I joined the Westside Toastmasters club here in Santa Monica and began attending weekly meetings at the Santa Monica Place community room every Wednesday at 7 p.m. for two reasons; one, to become a better public speaker, and two, because when I was looking at the club I was intrigued by the wide selection of people who attended, and I enjoyed the feeling of camaraderie.
As a divorce lawyer, I am in front of people speaking constantly. When I am arguing a case to a judge, in a packed courtroom downtown, and I have only five minutes to make my point, the pressure is on. Usually I am not nervous or anxious when I speak. I’ve been at this long enough that I know how to handle the butterflies and I realize they go away very quickly.

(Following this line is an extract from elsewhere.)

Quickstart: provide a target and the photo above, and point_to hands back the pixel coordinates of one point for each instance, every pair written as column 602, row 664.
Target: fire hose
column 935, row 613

But judges do not give feedback on my performance, and tips on how to be more effective. They make rulings that impact my client’s lives, but they do not critique my presentation, other than saying I won or lost.
To be a more effective presenter, whether on stage or in a courtroom, it takes both practice and training. I have the practice, I needed the training. So I signed up and jumped in to the Toastmaster pool. The meetings are broken down into three parts.
There is a “Table Topics” portion where you have two minutes to answer some impromptu question. This is to build the “thinking on your feet” skill. Next there are prepared speeches, where someone gives a five to seven minute presentation. Finally, there are evaluations where the prepared speech presenter gets critiqued and receives feedback.
Directed speaking and topical evaluations makes for a positive learning environment. It also breeds a sense of community as members become better speakers, and when they participate in contests, the club cheers them on.
Community is a strong element in the success or failure of most organizations. It goes by many names, from team spirit to service work, but at its core it is people helping people to achieve their dreams.
The community feeling of my Toastmasters club is strong. There usually is a group of people who go out afterwards for beers and chicken wings at Barney’s Beanery and that’s a great time to get to know someone better. Because Toastmasters is a worldwide organization, I’ve had the fun of meeting a young German engineering student who came to visit our club.
It is this “shared endeavor” experience that leads to closer connections. For example, my friend Rona Lewis is a physical trainer, dietitian, and she’s a paid public speaker. Like me, Rona is also an author. Her book series, “Does This Cookbook Make Me Look Fat?” are works that feature light and healthy recipes mixed with large doses of her wicked funny humor. The latest book she has written, “Does This Cookbook Make Me Look Fat — Healthy Recipes for Entertaining” has just been accepted by Barnes & Noble, and is available on her website at www.ronalewis.com.
It’s a snappy read with great low-fat recipes, each of which has wine pairings by three different sommeliers. The recipes are long on flavor and short on fat. They are easy to prepare with the basics of most family kitchens. I have used her books, tasted her cooking and been inspired by her to continue growing in my public speaking ability.
The beauty of this self-paced, club environment is that anyone who wants to improve themselves can — and do so at a pace that is comfortable for them. From the terrified newbie who squeaks out a two-minute table topics speech on the joys of chocolate chip cookies, to the professional speaker, Toastmasters can provide helpful feedback.
With the help of my fellow club members, on the outside I’ve improved my speaking ability to become more effective. On the inside, the butterflies go away quicker, but best of all, I’ve made some great friends who have shared with me their life experiences.
That’s why I wanted to raise a toast to Toastmasters.